Optimizing Recommendation Systems with JDK's Vector API

lukev · 2026-03-05T21:30:04 1772746204

I had success on a similar problem by allocating native buffers for the matrices, then using a basic CUDA call. The actual work was 100x faster than my CPU baseline.

The bottleneck of course was fetching & loading relevant data to memory to start with.

zmmmmm · 2026-03-06T01:30:28 1772760628

The vector API is really interesting but so frustrating that it has taken so long to materialise. The inability of Java to properly utilise parallel compute - whether it's SIMD or GPU - has been a huge factor in dealing it out of being at the forefront of modern compute.

pjmlp · 2026-03-06T06:16:33 1772777793

Tornado VM exists for a few years already.

Additionally you can always do the Python way, write C++ libs, pack them into a jar, and call it a Java library.

aberoham · 2026-03-05T19:29:21 1772738961

"the remaining 2% were large batch requests", [which made up 50% of the work] .. who really watches that many shows on Netflix? What was in those batches, if someone is watching that much, why bother with serendipity at all? Most serendipitous thing you could do is shut off their subscription.

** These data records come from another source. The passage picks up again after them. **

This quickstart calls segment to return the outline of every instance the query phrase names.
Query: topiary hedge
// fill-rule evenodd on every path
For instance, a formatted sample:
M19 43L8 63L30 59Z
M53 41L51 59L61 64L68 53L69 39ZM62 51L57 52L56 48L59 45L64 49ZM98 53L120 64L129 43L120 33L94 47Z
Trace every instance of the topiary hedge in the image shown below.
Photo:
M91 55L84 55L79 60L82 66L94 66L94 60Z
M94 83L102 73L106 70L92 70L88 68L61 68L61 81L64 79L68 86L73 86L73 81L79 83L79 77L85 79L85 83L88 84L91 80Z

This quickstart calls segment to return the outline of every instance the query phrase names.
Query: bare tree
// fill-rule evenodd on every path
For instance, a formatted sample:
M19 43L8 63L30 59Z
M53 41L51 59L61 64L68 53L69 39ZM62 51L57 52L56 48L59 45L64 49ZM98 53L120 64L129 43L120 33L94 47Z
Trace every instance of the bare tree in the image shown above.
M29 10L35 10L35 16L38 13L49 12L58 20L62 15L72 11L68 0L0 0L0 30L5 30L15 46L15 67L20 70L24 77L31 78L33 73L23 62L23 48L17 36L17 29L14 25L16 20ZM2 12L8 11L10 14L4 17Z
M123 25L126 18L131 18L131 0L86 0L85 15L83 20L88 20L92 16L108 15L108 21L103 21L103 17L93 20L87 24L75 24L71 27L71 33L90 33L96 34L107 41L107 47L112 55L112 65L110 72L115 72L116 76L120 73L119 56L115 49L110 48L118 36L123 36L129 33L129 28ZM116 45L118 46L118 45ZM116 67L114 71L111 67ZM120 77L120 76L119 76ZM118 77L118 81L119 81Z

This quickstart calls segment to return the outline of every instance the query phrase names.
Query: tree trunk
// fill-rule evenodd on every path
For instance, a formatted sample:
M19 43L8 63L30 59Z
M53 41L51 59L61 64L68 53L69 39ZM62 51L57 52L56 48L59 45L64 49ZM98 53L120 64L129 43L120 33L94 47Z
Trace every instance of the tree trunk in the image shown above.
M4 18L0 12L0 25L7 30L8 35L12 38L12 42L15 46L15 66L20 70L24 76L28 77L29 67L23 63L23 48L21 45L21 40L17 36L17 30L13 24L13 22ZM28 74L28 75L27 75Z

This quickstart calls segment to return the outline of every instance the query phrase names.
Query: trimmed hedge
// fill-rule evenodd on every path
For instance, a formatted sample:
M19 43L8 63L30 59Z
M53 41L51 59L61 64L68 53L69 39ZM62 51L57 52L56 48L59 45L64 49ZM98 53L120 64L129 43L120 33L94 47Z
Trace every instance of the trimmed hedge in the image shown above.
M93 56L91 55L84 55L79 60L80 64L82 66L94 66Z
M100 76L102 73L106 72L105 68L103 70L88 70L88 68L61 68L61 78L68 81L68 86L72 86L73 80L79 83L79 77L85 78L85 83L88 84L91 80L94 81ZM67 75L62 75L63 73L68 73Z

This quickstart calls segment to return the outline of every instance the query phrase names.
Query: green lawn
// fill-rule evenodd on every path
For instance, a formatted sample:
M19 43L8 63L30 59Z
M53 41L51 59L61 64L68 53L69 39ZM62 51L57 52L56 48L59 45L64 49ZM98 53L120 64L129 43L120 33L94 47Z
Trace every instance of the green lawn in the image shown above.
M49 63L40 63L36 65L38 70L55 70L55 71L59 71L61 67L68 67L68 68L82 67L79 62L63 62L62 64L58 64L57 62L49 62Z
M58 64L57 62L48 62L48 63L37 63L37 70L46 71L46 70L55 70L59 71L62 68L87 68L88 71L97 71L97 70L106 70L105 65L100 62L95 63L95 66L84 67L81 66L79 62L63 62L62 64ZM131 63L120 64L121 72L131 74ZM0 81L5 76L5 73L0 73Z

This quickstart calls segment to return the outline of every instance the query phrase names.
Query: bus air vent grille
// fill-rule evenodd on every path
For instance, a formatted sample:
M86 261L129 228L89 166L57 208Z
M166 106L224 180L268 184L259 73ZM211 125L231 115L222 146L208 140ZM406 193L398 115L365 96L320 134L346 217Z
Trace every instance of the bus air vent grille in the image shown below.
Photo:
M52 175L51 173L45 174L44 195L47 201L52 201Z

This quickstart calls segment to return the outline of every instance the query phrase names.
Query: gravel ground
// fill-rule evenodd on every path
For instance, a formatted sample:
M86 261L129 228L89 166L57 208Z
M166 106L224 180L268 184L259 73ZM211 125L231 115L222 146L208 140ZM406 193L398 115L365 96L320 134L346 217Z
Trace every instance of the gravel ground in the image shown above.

jayd16 · 2026-03-05T23:23:02 1772752982

Note that they likely mean the list of candidates is large not the user history. This is for an API so perhaps 2% of client requests implemented batch requests, providing the opportunity for batch processing of that request.

7777777phil · 2026-03-06T08:14:55 1772784895

This is a JVM infrastructure optimization, not a recommendation architecture breakthrough. At Netflix scale, most of the field runs GPU-accelerated ANN search (FAISS, ScaNN) for candidate retrieval.